- Born: September 28, 1946 (age 79) Los Angeles, California, U.S.
- Education: University of California, Berkeley
- Occupations: Educator, author

= Gilbert T. Sewall =

Gilbert T. Sewall (born September 28, 1946) is an educator and author who writes on politics, education, and culture. He has been most recently a contributor to the Spectator World and American Conservative. His essays and book reviews cover arts and ideas, and the nature of civil society. A resident of New York City from 1978 to 2019, he lives in Santa Barbara, California.

==Early life and career==
A native of Los Angeles, California, Sewall is a 1967 graduate of the University of California, Berkeley, and holds advanced degrees from Brown University in history and Columbia University in journalism.

From 1970 to 1978 Sewall was an instructor of history at Phillips Academy, Andover, where he taught American history and founded the school's economics and art history programs. He introduced water polo to the school as a team sport and was its first coach. Sewall was later education editor at Newsweek magazine where he won national prizes for articles on testing and textbooks.

Sewall has been on the adjunct faculties of New York University and Boston University, and was a research associate at the Institute of Politics and Philosophy of Education at Teachers College, Columbia University. Sewall has been a Fellow of the National Humanities Center and a Kenan Fellow at the American Academy in Rome, where he has also twice been a visiting scholar. From 1989, he was director of the American Textbook Council, an independent textbook and curriculum review organization, and an affiliated scholar with the Huntington Library in San Marino, California.

Sewall is a former member of the Publishing Research Quarterly and Phi Delta Kappan editorial boards. He was on the Committee on the Use of Volunteers in Schools of the National Research Council in 1990 and the Executive Committee of the National Council for History Standards from 1992 to 1994.

In the wake of Donald Trump's 2016 election as President of the United States, Sewall argued that the left, contrary to evidence, has launched "a concerted semantic campaign" to smear him by associating him with white supremacists.

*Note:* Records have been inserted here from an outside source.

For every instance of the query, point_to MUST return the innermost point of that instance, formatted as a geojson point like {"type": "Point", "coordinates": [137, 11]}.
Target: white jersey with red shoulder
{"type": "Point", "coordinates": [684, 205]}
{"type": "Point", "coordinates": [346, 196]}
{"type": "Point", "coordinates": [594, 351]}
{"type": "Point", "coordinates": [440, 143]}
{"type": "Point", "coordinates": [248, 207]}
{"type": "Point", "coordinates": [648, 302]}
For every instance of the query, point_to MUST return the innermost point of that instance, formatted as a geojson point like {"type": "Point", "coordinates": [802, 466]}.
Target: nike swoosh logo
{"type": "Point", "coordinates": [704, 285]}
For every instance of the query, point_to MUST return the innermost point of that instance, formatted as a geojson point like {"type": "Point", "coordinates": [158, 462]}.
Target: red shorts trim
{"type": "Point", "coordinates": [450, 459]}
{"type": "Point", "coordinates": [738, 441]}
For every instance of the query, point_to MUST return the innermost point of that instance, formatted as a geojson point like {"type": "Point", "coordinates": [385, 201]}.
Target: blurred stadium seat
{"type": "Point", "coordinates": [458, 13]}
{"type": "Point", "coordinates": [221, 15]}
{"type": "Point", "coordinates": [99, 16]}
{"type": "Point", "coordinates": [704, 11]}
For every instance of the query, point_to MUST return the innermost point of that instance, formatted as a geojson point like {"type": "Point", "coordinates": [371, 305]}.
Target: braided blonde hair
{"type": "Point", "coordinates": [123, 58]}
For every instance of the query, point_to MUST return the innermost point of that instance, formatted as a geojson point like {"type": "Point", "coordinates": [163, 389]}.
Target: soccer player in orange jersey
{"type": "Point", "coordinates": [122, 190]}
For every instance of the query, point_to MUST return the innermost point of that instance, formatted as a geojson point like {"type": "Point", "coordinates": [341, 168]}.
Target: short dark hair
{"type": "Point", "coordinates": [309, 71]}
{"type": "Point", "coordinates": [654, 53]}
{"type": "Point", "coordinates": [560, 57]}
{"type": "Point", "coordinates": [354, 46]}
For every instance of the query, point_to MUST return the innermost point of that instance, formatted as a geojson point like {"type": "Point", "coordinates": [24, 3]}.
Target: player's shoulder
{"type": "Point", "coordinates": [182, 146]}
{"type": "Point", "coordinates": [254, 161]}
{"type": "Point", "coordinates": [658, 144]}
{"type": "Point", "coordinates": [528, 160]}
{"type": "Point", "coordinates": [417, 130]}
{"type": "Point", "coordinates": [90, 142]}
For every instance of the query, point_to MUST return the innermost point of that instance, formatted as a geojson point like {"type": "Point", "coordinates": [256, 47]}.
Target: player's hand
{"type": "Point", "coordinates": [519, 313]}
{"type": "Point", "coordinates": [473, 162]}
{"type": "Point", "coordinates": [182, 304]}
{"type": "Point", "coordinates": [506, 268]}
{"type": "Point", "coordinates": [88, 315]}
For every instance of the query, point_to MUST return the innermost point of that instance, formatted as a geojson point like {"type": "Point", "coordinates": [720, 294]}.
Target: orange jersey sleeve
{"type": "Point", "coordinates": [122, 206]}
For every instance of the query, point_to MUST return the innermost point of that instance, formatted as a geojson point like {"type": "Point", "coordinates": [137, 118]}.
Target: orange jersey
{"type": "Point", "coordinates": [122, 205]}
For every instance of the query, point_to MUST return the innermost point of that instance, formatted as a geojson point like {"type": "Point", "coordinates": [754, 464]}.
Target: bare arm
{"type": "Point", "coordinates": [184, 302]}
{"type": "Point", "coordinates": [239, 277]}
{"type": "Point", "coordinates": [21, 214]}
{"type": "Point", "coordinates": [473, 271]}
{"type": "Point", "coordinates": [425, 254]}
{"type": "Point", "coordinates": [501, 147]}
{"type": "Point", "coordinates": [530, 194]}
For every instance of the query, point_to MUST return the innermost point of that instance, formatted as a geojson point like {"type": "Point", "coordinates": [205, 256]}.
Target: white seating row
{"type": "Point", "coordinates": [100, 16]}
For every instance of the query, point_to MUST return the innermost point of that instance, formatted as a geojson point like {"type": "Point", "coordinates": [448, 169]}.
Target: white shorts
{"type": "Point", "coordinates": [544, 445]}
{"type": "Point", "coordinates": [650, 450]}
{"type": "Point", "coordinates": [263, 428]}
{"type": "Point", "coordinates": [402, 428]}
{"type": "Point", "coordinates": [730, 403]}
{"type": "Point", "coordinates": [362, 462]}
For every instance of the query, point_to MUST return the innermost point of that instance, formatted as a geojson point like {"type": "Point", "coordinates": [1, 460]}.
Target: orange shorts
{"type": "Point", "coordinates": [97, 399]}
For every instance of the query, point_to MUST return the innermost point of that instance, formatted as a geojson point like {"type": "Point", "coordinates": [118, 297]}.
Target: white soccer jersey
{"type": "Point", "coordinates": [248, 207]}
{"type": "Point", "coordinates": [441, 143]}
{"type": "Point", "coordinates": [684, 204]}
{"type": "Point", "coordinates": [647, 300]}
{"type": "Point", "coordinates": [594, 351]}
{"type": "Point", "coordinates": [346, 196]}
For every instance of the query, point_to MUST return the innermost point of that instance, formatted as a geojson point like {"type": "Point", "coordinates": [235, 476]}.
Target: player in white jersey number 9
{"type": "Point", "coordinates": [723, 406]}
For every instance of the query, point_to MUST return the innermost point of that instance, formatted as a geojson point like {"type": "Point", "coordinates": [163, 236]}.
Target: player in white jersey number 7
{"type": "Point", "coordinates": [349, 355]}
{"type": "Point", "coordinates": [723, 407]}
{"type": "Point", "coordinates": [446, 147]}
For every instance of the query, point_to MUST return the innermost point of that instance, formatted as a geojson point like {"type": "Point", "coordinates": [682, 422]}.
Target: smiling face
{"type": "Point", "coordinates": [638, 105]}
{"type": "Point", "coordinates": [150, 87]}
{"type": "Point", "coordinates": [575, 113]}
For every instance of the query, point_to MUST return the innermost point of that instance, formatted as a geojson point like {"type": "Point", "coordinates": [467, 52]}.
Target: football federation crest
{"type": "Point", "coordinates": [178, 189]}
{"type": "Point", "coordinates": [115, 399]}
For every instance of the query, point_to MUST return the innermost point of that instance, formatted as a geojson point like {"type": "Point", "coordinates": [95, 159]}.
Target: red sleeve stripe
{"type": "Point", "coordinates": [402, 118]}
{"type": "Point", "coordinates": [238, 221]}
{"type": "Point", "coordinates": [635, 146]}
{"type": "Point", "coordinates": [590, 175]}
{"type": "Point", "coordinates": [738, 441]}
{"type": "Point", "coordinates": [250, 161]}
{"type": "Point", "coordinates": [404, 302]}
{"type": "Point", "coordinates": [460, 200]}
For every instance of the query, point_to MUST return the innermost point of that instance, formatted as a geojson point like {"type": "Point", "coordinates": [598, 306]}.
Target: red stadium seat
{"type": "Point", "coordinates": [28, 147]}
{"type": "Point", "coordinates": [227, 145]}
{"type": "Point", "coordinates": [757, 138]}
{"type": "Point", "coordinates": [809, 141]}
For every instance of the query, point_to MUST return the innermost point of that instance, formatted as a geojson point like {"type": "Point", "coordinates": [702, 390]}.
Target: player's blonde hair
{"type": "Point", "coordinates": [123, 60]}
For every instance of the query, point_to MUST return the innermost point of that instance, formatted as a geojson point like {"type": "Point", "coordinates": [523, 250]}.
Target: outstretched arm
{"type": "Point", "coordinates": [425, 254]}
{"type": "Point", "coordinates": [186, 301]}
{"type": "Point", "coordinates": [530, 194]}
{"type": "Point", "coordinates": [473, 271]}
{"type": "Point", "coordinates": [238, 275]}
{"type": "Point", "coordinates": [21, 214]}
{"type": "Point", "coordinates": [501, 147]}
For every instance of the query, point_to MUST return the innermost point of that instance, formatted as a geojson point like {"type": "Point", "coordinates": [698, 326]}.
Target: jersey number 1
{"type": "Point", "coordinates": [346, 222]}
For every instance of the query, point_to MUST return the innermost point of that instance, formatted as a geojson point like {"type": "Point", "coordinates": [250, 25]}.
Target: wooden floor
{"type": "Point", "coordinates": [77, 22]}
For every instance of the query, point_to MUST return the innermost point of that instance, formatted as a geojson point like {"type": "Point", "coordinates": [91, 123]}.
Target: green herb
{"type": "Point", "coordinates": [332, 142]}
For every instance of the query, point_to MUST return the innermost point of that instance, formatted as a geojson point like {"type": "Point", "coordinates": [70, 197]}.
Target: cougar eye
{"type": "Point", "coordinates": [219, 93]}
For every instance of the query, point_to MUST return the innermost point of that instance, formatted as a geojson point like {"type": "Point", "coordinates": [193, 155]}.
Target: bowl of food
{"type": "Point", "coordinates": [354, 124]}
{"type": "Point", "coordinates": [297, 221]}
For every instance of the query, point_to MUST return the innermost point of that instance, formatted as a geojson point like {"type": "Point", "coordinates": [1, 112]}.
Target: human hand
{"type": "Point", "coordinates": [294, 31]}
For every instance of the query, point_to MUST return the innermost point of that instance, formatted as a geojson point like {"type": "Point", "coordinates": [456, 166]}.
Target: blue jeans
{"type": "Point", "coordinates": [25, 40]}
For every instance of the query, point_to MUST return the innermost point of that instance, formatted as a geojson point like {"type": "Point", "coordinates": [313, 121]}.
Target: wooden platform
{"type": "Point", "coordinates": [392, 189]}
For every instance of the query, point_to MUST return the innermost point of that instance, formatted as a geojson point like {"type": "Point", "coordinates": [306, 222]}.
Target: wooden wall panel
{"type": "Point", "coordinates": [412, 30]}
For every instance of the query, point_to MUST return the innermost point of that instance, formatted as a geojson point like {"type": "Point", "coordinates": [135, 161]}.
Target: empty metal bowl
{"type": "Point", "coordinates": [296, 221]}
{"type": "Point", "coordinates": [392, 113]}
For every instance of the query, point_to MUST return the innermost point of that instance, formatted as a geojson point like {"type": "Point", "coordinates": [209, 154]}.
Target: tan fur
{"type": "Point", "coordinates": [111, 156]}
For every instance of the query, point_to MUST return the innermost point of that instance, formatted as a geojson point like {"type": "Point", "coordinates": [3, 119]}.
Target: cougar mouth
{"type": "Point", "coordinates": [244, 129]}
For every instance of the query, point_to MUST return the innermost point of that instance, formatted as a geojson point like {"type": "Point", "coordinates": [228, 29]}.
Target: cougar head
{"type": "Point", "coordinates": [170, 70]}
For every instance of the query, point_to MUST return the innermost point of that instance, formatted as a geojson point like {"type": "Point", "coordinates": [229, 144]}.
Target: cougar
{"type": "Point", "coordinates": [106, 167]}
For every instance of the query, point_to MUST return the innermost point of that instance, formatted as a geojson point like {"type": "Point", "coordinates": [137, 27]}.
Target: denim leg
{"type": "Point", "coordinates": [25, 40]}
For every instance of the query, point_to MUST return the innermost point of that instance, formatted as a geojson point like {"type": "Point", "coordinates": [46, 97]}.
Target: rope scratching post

== Writings and publications ==
Sewall is the author of Necessary Lessons: Decline and Renewal in American Schools (Free Press, 1983) and the co-author of After Hiroshima: The USA since 1945 (Longman, 3rd edition, 1992). He is editor of The Eighties: A Reader (Perseus, 1997). His articles have appeared in the New York Times, Wall Street Journal', Fortune, American Educator, and many other publications. His textbook studies include History Textbooks: A Standard and Guide (1994) and Islam in the Classroom: What the Textbooks Tell Us (2008). In 2010 he created the instructional website, Neoclassicism and America 1750-1900, a project of the National Endowment for the Humanities, revised in 2016.

== Selected articles ==
- "The Unremarkable Meghan Markle," Spectator World, June 14, 2022.
- “Twilight of the Humanities,” American Conservative, February 13, 2019.
- “Donald Trump and the Ghost of Christopher Lasch,” American Conservative, April 5, 2016.
- "The Migrant Conquest of Europe,"American Spectator, September 8, 2015.
- "A Counter-Cultural High School Summer Reading List," Wall Street Journal, May 29, 2015.
- “Heralded Report on the Humanities Falls Flat,” National Review, October 14, 2013.
- "Texas Did Not Really Re-Write History," Washington Post, April 7, 2010.
- "Teaching Islam: A Review," Middle East Quarterly, vol. 16, no. 1, Winter 2009.
- "Teaching Plutarch in the Age of Hollywood," American Educator, Fall 2007.
- "Lost in Action," American Educator, Summer 2000.
- "Religion Comes to School," Phi Delta Kappan, September 1999.
- "The Postmodern Schoolhouse," in Katharine Washburn and John Thornton, eds., Dumbing Down: The Strip-Mining of American Culture, W.W. Norton, 1996.
- "A Conflict of Visions: Multiculturalism and the Social Studies," in Robert Fullinwider, ed., Public Education in a Multicultural Society, Cambridge University Press, 1996.
- "Triumph of Textbook Trendiness," Wall Street Journal, March 1, 1994.
- "Goodbye Channel J -- and Good Riddance," New York Times, September 29, 1990.
- "‘Fearsome and Intimidating’ Texts," New York Times, November 18, 1987.
- "Vocational Education That Works," Fortune, September 19, 1983.
- "Against Anomie and Amnesia," Phi Delta Kappan, May 1982.
- "Journeys to the Interior of the Soul," Los Angeles Times, January 1, 1979.
- "The Broken Bond," New York Times, November 28, 1978.
- "Los Angeles: A City Committing Suicide," New York Times, May 31, 1977.